Firstly, what is Self Assessment?

It’s how individuals report their income and gains to HM Revenue and Customs each tax year. Typically, if you’re self-employed, a landlord, or have significant investment income, you’ll need to file a Self Assessment tax return to calculate how much tax and National Insurance you owe.

What are Payments on Account?

Payments on Account are advance payments towards your tax bill. HMRC asks taxpayers who owe more than £1,000 in tax for the year, to make these payments to help spread the cost of their annual tax liability.

Instead of paying the entire amount you owe when your tax return is due in January, HMRC asks you to pay half of the tax you expect to owe in advance through two Payments on Account:

  1. First Payment on Account – due by 31st January (same day as your tax return deadline).
  2. Second Payment on Account – due by 31st July.

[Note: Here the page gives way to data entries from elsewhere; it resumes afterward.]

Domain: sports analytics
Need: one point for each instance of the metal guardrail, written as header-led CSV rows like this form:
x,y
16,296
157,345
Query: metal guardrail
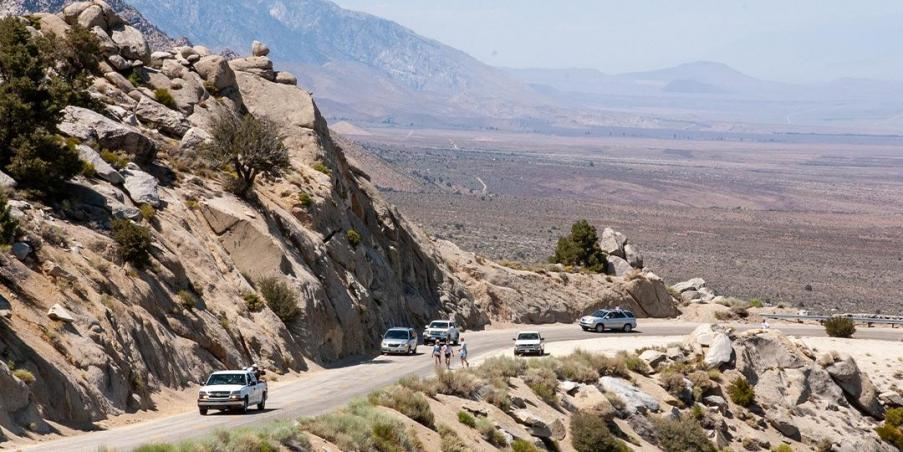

Each payment is usually 50% of your previous year’s tax bill.

Why do Payments on Account exist?

The main purpose of Payments on Account is to ensure that taxpayers are paying tax as they earn the income, instead of making a lump-sum payment long after the income is earned. This is especially useful for self-employed individuals, who do not have tax deducted at source as employees do through the PAYE system.

How are Payments on Account calculated?

Payments on Account are calculated based on the tax you owed in the previous tax year. For example, if your total tax bill for 2022/23 was £3,000, HMRC will ask you to make two Payments on Account of £1,500 each (£3,000 ÷ 2).

What happens if your income changes?

If you expect your tax liability to be lower in the following tax year, you can ask HMRC to reduce your Payments on Account. However, be cautious—if you reduce them too much and end up underpaying, HMRC will charge interest on the shortfall. On the other hand, if your income increases and you owe more tax than the previous year, you’ll need to pay a “balancing payment” when you submit your next tax return. The balancing payment settles any outstanding tax for the previous year, as Payments on Account may not have covered the total amount owed.

Can you avoid Payments on Account?

If more than 80% of your tax is collected through PAYE or if your total tax bill is less than £1,000, HMRC won’t require Payments on Account.

Late Payment and Interest

If you fail to make your Payments on Account by the deadline, HMRC will charge interest on the overdue amounts. The longer the payment is delayed, the more interest you’ll accrue, so it’s important to meet the deadlines.

Understanding Payments on Account can help you manage your tax liabilities more efficiently, reducing the risk of surprise bills and helping you budget throughout the year.